Trump signed an executive order in September designating Antifa as a domestic terrorist organization, calling it “a militarist, anarchist enterprise that explicitly calls for the overthrow” of the government and law enforcement while using “illegal means to organize and execute a campaign of terrorism nationwide to accomplish these goals.”

During a White House event in October, Miller said it would be a “valid step” to treat Antifa as a foreign terrorist organization.

In an interview last month, Gorka said Antifa was not being singled out, and that the designation was part of a broader effort against any group that uses violence for ideological reasons.

“Good counterterrorism is very simply a function of using all the constitutional powers we have to identify those who are going to use violence against their fellow citizens for ideological purposes,” Gorka told MS NOW, adding, “be it religious, such as jihadi groups, or be it secular political, such as Antifa or anarchist groups.”

Gorka argued that the U.S. is seeing a resurgence in the left-wing violence of the 1970s, when groups such as the Weather Underground carried out bombings.

“What we witnessed sadly 50 years ago is now back in new forms, whether it’s Antifa, whether it’s radical transgenderism, whether it’s anarchist groups,” Gorka said. “Like Mark Twain said, your history doesn’t repeat itself, but it definitely rhymes, and now the rhyme, the rhythm is left-wing violence is in the ascendance.”

Byman agreed that left-wing attacks have risen, but said left-leaning groups are not as large or organized as they were in the 1960s and 1970s.

“Individuals exist, and you have small groups, people who know each other, but you don’t have these big nationwide organizations,” he said. “You don’t have the Weather Underground.” 

Researchers have cautioned against a one-sided focus. A study by the Center for Strategic and International Studies found that 2025 was the first time in more than three decades in which left-wing terrorist attacks outnumbered far-right ones — but noted that the increase came off a very low base and “remains much lower than historical levels of violence carried out by right-wing and jihadist attackers.” 

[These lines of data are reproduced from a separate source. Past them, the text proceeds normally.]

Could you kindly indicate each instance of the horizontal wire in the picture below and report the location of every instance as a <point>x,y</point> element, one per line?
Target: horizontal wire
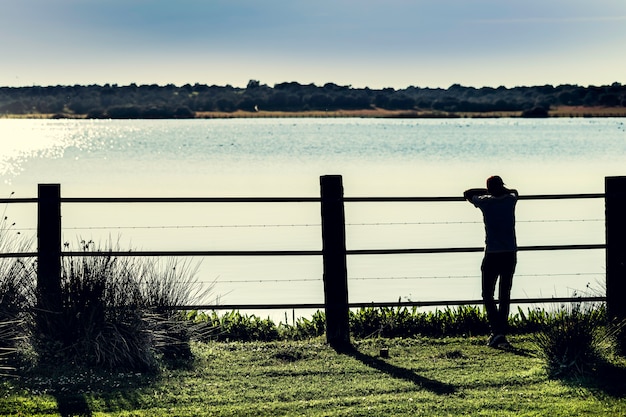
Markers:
<point>234,226</point>
<point>410,278</point>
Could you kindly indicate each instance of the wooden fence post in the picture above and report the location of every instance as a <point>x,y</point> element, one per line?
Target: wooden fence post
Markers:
<point>615,206</point>
<point>48,257</point>
<point>334,258</point>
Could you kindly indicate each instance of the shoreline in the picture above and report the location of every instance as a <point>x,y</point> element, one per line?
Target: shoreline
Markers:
<point>562,111</point>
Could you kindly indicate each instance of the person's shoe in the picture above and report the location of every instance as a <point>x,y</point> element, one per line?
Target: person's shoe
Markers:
<point>495,340</point>
<point>503,343</point>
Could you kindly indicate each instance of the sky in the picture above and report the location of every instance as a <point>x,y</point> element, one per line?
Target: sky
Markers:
<point>361,43</point>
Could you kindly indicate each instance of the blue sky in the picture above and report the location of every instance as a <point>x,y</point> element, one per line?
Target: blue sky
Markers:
<point>366,43</point>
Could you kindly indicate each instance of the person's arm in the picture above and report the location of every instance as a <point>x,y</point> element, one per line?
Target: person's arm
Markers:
<point>473,192</point>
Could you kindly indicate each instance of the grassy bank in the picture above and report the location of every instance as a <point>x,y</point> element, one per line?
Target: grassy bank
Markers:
<point>561,111</point>
<point>421,377</point>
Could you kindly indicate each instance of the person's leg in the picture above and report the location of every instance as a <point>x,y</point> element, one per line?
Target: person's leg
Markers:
<point>506,263</point>
<point>489,278</point>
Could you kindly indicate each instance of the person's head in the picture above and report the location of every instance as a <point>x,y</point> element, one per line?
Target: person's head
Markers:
<point>495,186</point>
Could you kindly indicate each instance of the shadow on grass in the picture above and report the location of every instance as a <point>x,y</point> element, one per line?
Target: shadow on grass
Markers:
<point>394,371</point>
<point>73,405</point>
<point>606,380</point>
<point>73,388</point>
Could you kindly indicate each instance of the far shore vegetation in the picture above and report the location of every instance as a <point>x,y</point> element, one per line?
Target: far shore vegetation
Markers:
<point>292,99</point>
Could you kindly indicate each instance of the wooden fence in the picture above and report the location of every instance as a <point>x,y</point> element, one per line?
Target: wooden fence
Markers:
<point>333,253</point>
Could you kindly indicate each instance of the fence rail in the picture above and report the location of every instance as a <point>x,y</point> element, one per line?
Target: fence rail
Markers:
<point>333,251</point>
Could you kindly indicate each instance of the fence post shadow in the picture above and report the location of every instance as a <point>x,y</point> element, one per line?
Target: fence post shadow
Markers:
<point>432,385</point>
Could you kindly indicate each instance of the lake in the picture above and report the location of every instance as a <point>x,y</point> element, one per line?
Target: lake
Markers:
<point>286,157</point>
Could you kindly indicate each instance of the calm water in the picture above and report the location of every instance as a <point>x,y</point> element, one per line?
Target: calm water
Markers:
<point>285,157</point>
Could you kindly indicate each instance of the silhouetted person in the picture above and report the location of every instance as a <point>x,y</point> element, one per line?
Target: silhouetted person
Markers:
<point>497,204</point>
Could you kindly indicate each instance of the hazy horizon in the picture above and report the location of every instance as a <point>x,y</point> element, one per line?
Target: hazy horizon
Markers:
<point>370,43</point>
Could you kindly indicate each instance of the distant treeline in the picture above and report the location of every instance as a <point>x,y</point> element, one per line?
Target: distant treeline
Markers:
<point>170,101</point>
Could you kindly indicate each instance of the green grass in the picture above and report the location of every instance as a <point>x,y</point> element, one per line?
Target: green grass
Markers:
<point>421,377</point>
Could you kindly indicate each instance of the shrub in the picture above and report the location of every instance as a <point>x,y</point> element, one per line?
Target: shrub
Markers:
<point>573,339</point>
<point>118,312</point>
<point>16,293</point>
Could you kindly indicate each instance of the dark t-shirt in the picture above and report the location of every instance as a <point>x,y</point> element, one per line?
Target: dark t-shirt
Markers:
<point>499,217</point>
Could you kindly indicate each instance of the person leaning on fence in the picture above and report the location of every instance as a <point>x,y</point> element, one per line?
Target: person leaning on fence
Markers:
<point>497,204</point>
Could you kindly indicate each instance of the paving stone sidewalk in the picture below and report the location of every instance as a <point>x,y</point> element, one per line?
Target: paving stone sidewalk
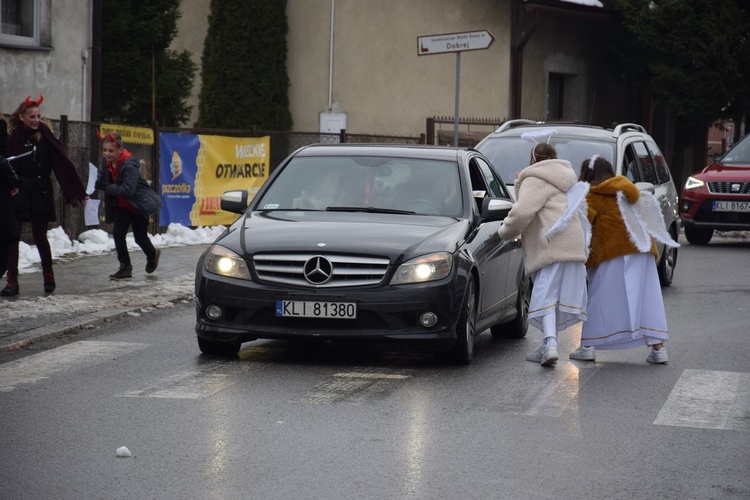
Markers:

“Right-wing terrorism could come roaring back, especially if in 2028 there are complaints of a ‘stolen election’ or similar incendiary claims,” the study warned, stressing the importance of providing resources to combat terror threats across the political spectrum. “Developing the programs and expertise to suppress different forms of terrorism takes years, and ignoring a long-term threat to go after a more immediate one could be deadly over time.”